Meteorological sciences can help improve operational safety in the mining sector.
This formed part of the paper titled, ‘Intersection Between Climate Change Concerns And The Mining Industry- The Role Of NiMet’, presented by the Director General and Chief Executive Officer of Nigerian Meteorological Agency (NiMet), Prof. Charles Anosike, at the one-day ‘Solid Minerals Conference’ organized by Business Day newspaper which held in Abuja on Tuesday, 30th January, 2024.
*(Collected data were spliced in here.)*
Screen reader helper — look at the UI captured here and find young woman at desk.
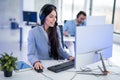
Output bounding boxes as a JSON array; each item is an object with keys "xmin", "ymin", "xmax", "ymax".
[{"xmin": 27, "ymin": 4, "xmax": 74, "ymax": 70}]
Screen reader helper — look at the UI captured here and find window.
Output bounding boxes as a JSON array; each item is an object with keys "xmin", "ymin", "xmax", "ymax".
[
  {"xmin": 92, "ymin": 0, "xmax": 114, "ymax": 24},
  {"xmin": 114, "ymin": 0, "xmax": 120, "ymax": 33},
  {"xmin": 61, "ymin": 0, "xmax": 85, "ymax": 22},
  {"xmin": 62, "ymin": 0, "xmax": 72, "ymax": 21}
]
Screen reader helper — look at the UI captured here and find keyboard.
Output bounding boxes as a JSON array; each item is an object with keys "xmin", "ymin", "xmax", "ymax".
[{"xmin": 47, "ymin": 60, "xmax": 74, "ymax": 73}]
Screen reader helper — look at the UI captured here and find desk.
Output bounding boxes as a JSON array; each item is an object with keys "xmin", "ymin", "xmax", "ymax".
[
  {"xmin": 0, "ymin": 60, "xmax": 120, "ymax": 80},
  {"xmin": 19, "ymin": 26, "xmax": 31, "ymax": 51},
  {"xmin": 63, "ymin": 36, "xmax": 75, "ymax": 41},
  {"xmin": 63, "ymin": 36, "xmax": 75, "ymax": 56}
]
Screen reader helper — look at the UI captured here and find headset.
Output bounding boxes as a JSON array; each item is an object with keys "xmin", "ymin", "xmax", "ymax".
[
  {"xmin": 39, "ymin": 5, "xmax": 47, "ymax": 24},
  {"xmin": 39, "ymin": 4, "xmax": 57, "ymax": 25}
]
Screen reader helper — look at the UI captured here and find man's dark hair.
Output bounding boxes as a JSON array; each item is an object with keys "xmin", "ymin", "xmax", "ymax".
[{"xmin": 76, "ymin": 11, "xmax": 86, "ymax": 18}]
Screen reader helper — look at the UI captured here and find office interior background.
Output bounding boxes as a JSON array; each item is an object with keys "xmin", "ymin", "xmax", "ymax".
[{"xmin": 0, "ymin": 0, "xmax": 120, "ymax": 65}]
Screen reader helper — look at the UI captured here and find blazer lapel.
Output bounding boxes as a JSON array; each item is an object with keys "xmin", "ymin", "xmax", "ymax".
[{"xmin": 38, "ymin": 26, "xmax": 49, "ymax": 44}]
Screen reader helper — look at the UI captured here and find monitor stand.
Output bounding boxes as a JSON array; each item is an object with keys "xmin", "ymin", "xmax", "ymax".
[
  {"xmin": 77, "ymin": 51, "xmax": 109, "ymax": 76},
  {"xmin": 96, "ymin": 51, "xmax": 109, "ymax": 75},
  {"xmin": 26, "ymin": 21, "xmax": 29, "ymax": 25}
]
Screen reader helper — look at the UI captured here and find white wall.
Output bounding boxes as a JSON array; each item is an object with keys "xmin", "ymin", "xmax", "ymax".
[
  {"xmin": 0, "ymin": 0, "xmax": 21, "ymax": 28},
  {"xmin": 23, "ymin": 0, "xmax": 35, "ymax": 11},
  {"xmin": 0, "ymin": 0, "xmax": 57, "ymax": 28}
]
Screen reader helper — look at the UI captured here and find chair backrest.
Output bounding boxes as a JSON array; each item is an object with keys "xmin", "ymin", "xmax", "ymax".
[{"xmin": 58, "ymin": 25, "xmax": 64, "ymax": 48}]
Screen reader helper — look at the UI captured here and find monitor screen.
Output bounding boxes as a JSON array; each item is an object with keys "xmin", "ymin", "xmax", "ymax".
[
  {"xmin": 86, "ymin": 16, "xmax": 106, "ymax": 25},
  {"xmin": 75, "ymin": 24, "xmax": 113, "ymax": 69},
  {"xmin": 23, "ymin": 11, "xmax": 37, "ymax": 25}
]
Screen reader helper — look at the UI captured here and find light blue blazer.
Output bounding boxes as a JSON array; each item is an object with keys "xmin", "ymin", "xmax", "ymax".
[{"xmin": 27, "ymin": 26, "xmax": 70, "ymax": 65}]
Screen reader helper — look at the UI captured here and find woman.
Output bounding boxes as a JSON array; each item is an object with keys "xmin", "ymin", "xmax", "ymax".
[{"xmin": 27, "ymin": 4, "xmax": 74, "ymax": 70}]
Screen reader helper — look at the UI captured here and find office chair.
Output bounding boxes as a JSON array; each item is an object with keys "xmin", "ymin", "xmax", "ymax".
[{"xmin": 58, "ymin": 25, "xmax": 64, "ymax": 48}]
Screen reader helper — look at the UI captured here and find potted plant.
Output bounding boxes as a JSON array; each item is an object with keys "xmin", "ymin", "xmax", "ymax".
[{"xmin": 0, "ymin": 52, "xmax": 17, "ymax": 77}]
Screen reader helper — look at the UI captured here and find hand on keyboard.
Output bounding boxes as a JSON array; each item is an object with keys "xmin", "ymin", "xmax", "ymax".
[{"xmin": 68, "ymin": 56, "xmax": 74, "ymax": 61}]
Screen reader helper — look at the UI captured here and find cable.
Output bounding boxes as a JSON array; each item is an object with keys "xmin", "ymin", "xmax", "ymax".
[
  {"xmin": 105, "ymin": 59, "xmax": 113, "ymax": 67},
  {"xmin": 67, "ymin": 60, "xmax": 120, "ymax": 78},
  {"xmin": 80, "ymin": 67, "xmax": 92, "ymax": 72},
  {"xmin": 109, "ymin": 71, "xmax": 120, "ymax": 75},
  {"xmin": 41, "ymin": 73, "xmax": 54, "ymax": 80},
  {"xmin": 70, "ymin": 72, "xmax": 77, "ymax": 80}
]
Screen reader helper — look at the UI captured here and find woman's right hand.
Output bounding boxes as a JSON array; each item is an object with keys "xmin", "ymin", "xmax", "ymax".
[{"xmin": 33, "ymin": 61, "xmax": 44, "ymax": 70}]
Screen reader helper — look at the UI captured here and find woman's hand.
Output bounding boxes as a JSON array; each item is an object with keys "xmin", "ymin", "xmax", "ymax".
[
  {"xmin": 33, "ymin": 61, "xmax": 44, "ymax": 70},
  {"xmin": 69, "ymin": 56, "xmax": 74, "ymax": 61}
]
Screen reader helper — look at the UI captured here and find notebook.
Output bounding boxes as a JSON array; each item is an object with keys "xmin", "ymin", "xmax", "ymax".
[{"xmin": 15, "ymin": 61, "xmax": 32, "ymax": 72}]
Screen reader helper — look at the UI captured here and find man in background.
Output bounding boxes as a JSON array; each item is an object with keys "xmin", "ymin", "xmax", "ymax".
[
  {"xmin": 63, "ymin": 11, "xmax": 87, "ymax": 56},
  {"xmin": 63, "ymin": 11, "xmax": 86, "ymax": 36}
]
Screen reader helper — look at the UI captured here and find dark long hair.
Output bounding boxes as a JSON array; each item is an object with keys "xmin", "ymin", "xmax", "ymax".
[{"xmin": 39, "ymin": 4, "xmax": 60, "ymax": 60}]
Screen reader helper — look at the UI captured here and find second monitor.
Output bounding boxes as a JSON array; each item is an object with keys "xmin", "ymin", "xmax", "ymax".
[{"xmin": 23, "ymin": 11, "xmax": 37, "ymax": 25}]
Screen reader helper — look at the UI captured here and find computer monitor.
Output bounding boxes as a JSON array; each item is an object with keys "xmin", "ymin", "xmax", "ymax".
[
  {"xmin": 23, "ymin": 11, "xmax": 37, "ymax": 25},
  {"xmin": 86, "ymin": 16, "xmax": 106, "ymax": 25},
  {"xmin": 75, "ymin": 24, "xmax": 113, "ymax": 70}
]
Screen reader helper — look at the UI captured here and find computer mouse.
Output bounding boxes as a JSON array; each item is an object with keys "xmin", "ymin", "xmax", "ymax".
[{"xmin": 35, "ymin": 68, "xmax": 43, "ymax": 73}]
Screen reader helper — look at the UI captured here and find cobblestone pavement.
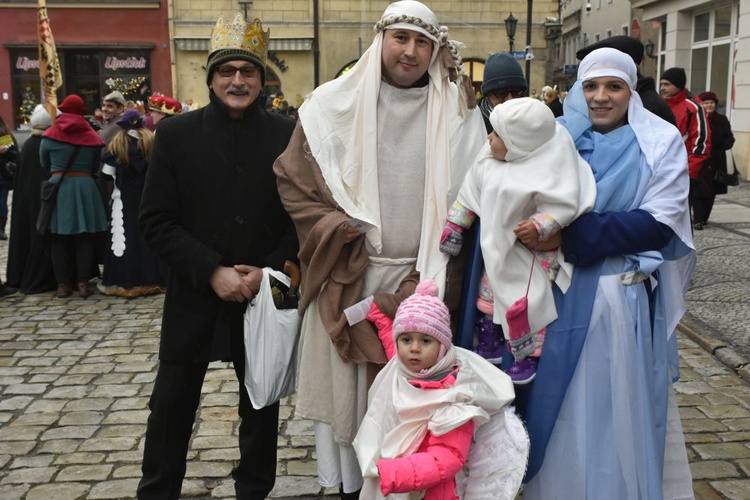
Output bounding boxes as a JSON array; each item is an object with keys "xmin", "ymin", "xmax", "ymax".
[{"xmin": 1, "ymin": 183, "xmax": 750, "ymax": 499}]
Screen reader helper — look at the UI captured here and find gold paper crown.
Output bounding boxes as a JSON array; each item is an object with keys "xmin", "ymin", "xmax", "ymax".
[
  {"xmin": 209, "ymin": 13, "xmax": 269, "ymax": 68},
  {"xmin": 148, "ymin": 95, "xmax": 181, "ymax": 115}
]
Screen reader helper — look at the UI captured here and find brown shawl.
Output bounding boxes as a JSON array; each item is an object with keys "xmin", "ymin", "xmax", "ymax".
[{"xmin": 274, "ymin": 123, "xmax": 420, "ymax": 365}]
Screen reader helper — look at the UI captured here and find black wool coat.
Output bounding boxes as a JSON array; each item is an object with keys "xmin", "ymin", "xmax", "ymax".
[
  {"xmin": 139, "ymin": 92, "xmax": 298, "ymax": 363},
  {"xmin": 637, "ymin": 76, "xmax": 676, "ymax": 127},
  {"xmin": 707, "ymin": 111, "xmax": 735, "ymax": 196}
]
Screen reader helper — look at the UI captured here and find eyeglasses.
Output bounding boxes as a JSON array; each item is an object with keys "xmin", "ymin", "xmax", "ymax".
[
  {"xmin": 490, "ymin": 89, "xmax": 526, "ymax": 99},
  {"xmin": 216, "ymin": 65, "xmax": 260, "ymax": 79}
]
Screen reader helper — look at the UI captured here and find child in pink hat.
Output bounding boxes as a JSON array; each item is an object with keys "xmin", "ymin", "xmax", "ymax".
[{"xmin": 354, "ymin": 279, "xmax": 528, "ymax": 500}]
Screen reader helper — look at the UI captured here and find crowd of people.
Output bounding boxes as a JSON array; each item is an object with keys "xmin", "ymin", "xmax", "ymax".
[
  {"xmin": 0, "ymin": 89, "xmax": 186, "ymax": 299},
  {"xmin": 0, "ymin": 0, "xmax": 742, "ymax": 498}
]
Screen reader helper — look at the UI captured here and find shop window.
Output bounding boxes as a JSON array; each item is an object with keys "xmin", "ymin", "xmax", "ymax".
[
  {"xmin": 100, "ymin": 50, "xmax": 150, "ymax": 105},
  {"xmin": 9, "ymin": 49, "xmax": 47, "ymax": 129},
  {"xmin": 7, "ymin": 48, "xmax": 153, "ymax": 126}
]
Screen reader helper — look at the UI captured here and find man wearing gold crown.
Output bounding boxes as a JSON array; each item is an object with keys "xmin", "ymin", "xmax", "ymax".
[
  {"xmin": 146, "ymin": 94, "xmax": 182, "ymax": 131},
  {"xmin": 137, "ymin": 13, "xmax": 297, "ymax": 500},
  {"xmin": 274, "ymin": 1, "xmax": 486, "ymax": 497}
]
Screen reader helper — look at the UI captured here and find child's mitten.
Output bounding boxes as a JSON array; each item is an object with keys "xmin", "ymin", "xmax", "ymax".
[
  {"xmin": 367, "ymin": 302, "xmax": 396, "ymax": 360},
  {"xmin": 440, "ymin": 221, "xmax": 464, "ymax": 256}
]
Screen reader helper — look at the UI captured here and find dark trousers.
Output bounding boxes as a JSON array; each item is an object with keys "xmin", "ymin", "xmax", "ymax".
[
  {"xmin": 50, "ymin": 233, "xmax": 95, "ymax": 284},
  {"xmin": 137, "ymin": 337, "xmax": 280, "ymax": 499}
]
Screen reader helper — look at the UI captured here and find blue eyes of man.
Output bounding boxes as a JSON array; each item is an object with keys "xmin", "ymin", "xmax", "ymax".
[{"xmin": 216, "ymin": 65, "xmax": 259, "ymax": 79}]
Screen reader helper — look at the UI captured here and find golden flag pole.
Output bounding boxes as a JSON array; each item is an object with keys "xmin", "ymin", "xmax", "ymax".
[{"xmin": 38, "ymin": 0, "xmax": 62, "ymax": 124}]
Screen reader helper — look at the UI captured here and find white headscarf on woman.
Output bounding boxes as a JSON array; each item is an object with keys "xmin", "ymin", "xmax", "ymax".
[
  {"xmin": 563, "ymin": 47, "xmax": 694, "ymax": 342},
  {"xmin": 297, "ymin": 0, "xmax": 485, "ymax": 296},
  {"xmin": 564, "ymin": 47, "xmax": 693, "ymax": 252}
]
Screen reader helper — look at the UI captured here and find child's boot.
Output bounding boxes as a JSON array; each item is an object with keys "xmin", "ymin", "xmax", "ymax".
[
  {"xmin": 507, "ymin": 356, "xmax": 539, "ymax": 385},
  {"xmin": 474, "ymin": 315, "xmax": 504, "ymax": 363}
]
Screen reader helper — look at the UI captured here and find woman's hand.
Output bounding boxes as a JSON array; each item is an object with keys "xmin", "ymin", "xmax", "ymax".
[{"xmin": 537, "ymin": 232, "xmax": 562, "ymax": 251}]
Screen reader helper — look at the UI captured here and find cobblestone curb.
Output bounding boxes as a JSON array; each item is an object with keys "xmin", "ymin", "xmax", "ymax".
[{"xmin": 679, "ymin": 313, "xmax": 750, "ymax": 385}]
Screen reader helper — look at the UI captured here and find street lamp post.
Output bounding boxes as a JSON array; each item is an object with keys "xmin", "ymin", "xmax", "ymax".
[
  {"xmin": 238, "ymin": 0, "xmax": 253, "ymax": 19},
  {"xmin": 505, "ymin": 13, "xmax": 518, "ymax": 55},
  {"xmin": 525, "ymin": 0, "xmax": 533, "ymax": 84}
]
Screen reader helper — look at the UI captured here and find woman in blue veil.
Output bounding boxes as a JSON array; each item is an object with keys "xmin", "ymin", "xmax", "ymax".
[{"xmin": 520, "ymin": 48, "xmax": 696, "ymax": 500}]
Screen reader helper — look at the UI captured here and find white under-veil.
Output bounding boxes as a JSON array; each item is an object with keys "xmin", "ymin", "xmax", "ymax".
[{"xmin": 297, "ymin": 0, "xmax": 485, "ymax": 296}]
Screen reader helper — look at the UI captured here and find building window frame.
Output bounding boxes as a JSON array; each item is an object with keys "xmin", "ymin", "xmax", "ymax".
[{"xmin": 689, "ymin": 4, "xmax": 739, "ymax": 116}]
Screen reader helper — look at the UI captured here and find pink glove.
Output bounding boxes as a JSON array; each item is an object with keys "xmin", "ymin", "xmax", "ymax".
[{"xmin": 367, "ymin": 302, "xmax": 396, "ymax": 360}]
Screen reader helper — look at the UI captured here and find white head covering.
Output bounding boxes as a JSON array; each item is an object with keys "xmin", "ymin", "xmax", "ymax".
[
  {"xmin": 30, "ymin": 104, "xmax": 54, "ymax": 130},
  {"xmin": 378, "ymin": 0, "xmax": 445, "ymax": 45},
  {"xmin": 573, "ymin": 48, "xmax": 692, "ymax": 249},
  {"xmin": 489, "ymin": 98, "xmax": 556, "ymax": 162},
  {"xmin": 298, "ymin": 0, "xmax": 485, "ymax": 296},
  {"xmin": 578, "ymin": 47, "xmax": 637, "ymax": 90}
]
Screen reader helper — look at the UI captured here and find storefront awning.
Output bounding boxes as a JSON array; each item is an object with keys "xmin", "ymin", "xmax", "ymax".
[{"xmin": 174, "ymin": 37, "xmax": 313, "ymax": 52}]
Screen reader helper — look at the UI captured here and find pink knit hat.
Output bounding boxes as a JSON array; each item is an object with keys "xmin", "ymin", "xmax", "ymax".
[{"xmin": 393, "ymin": 279, "xmax": 453, "ymax": 358}]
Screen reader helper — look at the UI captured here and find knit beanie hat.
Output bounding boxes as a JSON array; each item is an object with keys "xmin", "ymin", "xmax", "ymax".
[
  {"xmin": 576, "ymin": 35, "xmax": 644, "ymax": 65},
  {"xmin": 58, "ymin": 94, "xmax": 87, "ymax": 116},
  {"xmin": 660, "ymin": 67, "xmax": 686, "ymax": 90},
  {"xmin": 489, "ymin": 97, "xmax": 555, "ymax": 162},
  {"xmin": 206, "ymin": 49, "xmax": 266, "ymax": 86},
  {"xmin": 393, "ymin": 280, "xmax": 453, "ymax": 359},
  {"xmin": 481, "ymin": 52, "xmax": 527, "ymax": 96}
]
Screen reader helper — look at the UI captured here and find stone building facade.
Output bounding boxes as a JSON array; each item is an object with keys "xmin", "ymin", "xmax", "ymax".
[{"xmin": 171, "ymin": 0, "xmax": 560, "ymax": 108}]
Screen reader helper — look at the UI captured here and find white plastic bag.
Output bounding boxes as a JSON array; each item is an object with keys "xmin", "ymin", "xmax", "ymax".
[{"xmin": 243, "ymin": 267, "xmax": 301, "ymax": 409}]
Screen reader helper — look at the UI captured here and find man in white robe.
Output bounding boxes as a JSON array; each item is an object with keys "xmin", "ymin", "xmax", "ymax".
[{"xmin": 274, "ymin": 1, "xmax": 486, "ymax": 496}]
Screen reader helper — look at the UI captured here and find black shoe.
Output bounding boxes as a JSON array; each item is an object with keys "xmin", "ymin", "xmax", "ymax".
[
  {"xmin": 56, "ymin": 283, "xmax": 72, "ymax": 298},
  {"xmin": 78, "ymin": 282, "xmax": 93, "ymax": 298},
  {"xmin": 339, "ymin": 485, "xmax": 361, "ymax": 500},
  {"xmin": 693, "ymin": 222, "xmax": 704, "ymax": 230},
  {"xmin": 0, "ymin": 284, "xmax": 18, "ymax": 298}
]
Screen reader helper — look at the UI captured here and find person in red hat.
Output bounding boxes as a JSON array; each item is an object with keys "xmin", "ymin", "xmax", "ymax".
[
  {"xmin": 146, "ymin": 94, "xmax": 182, "ymax": 131},
  {"xmin": 695, "ymin": 91, "xmax": 736, "ymax": 226},
  {"xmin": 40, "ymin": 94, "xmax": 108, "ymax": 298}
]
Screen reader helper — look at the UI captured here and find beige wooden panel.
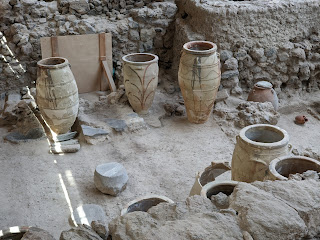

According to Prof. Anosike, mines and all the activities related to mining are some of the most weather- vulnerable industries in the world; as the mines are often located in geographically and climatically challenging locations. He said that weather can and does affect mining operations, posing risks that can compromise workers’ safety and lead to delays and disruption in productivity.
“As the climate changes, extreme weather events are growing in frequency and bringing challenges to mining safety, productivity and profitability. It is however interesting to note that the federal government is already taking some actions in this regard. According to the Minister of Solid Mineral Development, Dr Dele Alake, as quoted in a ThisDay newspaper story of October 2023, the Federal Government is pursuing diversification from hydrocarbons to make the minerals sector a major revenue contributor to Nigeria’s Gross Domestic Product (GDP) as its contribution to mitigate climate change impact.
Continuing, Prof. Anosike said: “Real-time weather forecasts, warnings, and information on climatic conditions are essential for ensuring the safety of operations especially where weather conditions can significantly impact safety. Accurate meteorological data helps in assessing and mitigating risks associated with extreme weather events such as storms, floods etc. This is critical in minimizing potential damages to infrastructure and ensure the safety of personnel”.
While speaking on climate change and its sectorial impact, Professor Anosike said that some of the most significant effects of climate change that are notable in Nigeria include increase in uncertainties of the onset of rainy season (false onset), shifts in rainfall onset and cessation periods. “Nigerians have experienced sea level rise, overwhelming heat, and extreme weather events in recent years. However, with adequate weather and climate information, there is increase in climate actions and resilience”.
He said that NiMet’s new Establishment Act 2022 gives the agency the impetus as a regulator of all aspects of meteorology in Nigeria to commercialize meteorological data by partnering the private sector.
“We are looking forward to engaging the private sector on how NiMet can provide customised weather and climate data for their organisations. Meteorological information supports effective planning and optimization of mining and other activities, including scheduling operations based on favourable weather conditions and managing inventory efficiently”.
Prof. Anosike also informed the audience of the public presentation of NiMet’s Seasonal Climate Prediction (SCP), which is scheduled for Tuesday, 20th February, 2024 at the NAF Conference Centre and Suites, Abuja. The SCP is an early warning tool that provides information to all sectors of the Nigerian economy to respond to climate extremities over the next one year.
The Minister of Solid Minerals Development, Dr. Dele Alake and several industry experts were part of the conference.